1/15/2014

忘れられない一言 10

 医師の言葉が患者さんに与える影響は、米国よりも日本のほうが大きいような気がする。たとえば入院治療計画書の入院見込み期間など、医師としてはあくまでも目安としてかなりアバウトに書いているのに、患者さんが「ここ(計画書)に何日間と書いてあるからいついつまで入院なのでしょう?」とおっしゃることは良くある。ならば、医師の患者さんを勇気づけたり希望を与える言葉も大きな影響をもつということだろうか?
 そう考えていた頃に出会ったのが、患者さんからの「患者が言いたいことを医者が言ったら患者は何も言えない」という言葉だ。長く入院してもなかなか良くならない患者さんが苛立っておられるようだったので、長い闘病生活にも関わらずなかなか良くならずお辛いのではないですか、という意味のことを聴いてこの言葉をいただいた。患者さんは諦めずに弱音を吐きたくても我慢していたのに、回復という希望を奪われたように感じてしまったわけだ。
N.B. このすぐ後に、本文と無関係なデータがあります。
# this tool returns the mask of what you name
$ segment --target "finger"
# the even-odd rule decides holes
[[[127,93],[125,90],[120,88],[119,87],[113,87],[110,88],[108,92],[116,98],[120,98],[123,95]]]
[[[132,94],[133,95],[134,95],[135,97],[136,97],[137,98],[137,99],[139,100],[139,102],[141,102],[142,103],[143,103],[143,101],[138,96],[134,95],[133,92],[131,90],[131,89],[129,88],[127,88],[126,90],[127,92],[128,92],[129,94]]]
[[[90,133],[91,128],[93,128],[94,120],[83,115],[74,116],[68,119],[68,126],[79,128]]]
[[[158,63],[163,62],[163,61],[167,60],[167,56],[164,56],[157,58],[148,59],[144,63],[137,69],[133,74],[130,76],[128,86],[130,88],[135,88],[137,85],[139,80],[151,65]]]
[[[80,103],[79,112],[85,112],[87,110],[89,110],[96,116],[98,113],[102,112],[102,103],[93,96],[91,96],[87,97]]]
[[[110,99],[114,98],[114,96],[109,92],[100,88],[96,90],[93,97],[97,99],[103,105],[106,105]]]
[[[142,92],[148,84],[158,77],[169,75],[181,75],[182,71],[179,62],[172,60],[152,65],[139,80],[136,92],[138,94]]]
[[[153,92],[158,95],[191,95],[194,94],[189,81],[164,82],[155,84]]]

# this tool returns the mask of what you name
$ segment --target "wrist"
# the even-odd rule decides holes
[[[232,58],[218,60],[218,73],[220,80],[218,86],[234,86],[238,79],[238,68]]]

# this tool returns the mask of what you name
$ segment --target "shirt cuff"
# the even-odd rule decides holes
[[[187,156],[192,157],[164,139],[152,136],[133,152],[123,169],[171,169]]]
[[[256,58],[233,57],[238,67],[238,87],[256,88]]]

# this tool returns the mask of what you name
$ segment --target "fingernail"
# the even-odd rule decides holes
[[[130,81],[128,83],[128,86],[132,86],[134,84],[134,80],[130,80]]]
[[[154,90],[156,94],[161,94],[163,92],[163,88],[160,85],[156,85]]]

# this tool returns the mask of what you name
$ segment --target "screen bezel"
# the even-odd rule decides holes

 辛い人に「辛いのですね」と聴くなんて、ちょっとアホみたいだろうか?私はこれが「気持ちを受け止めていますよ」というための最も直接的な方法だと思う。気持ちのそういう部分に触れるので、その結果患者さんが泣いても怒っても全部受け止める覚悟は必要だが。とくに入院が長くなった場合(や予後が良くない場合)、患者さんの気持ち的な部分を避けて病気だけ診ることは、私にはできない。
 だから私は、いままで辛くても我慢していたことを知らせてくれて嬉しかったと伝え、私が希望を引き続き持っていることを訴え、辛い気持ちも含めて一緒にやっていきましょうと話を締めくくった。しかしいま思うと、長い入院治療でたしかに私は根を上げそうになっていたのかもしれない。だからそれをびしっと指摘してくださった患者さんにはいくら感謝しても足りない。患者さんの言葉もまた、医師に影響を与えるということか。幸い患者さんはそのあと快方に向かい退院された。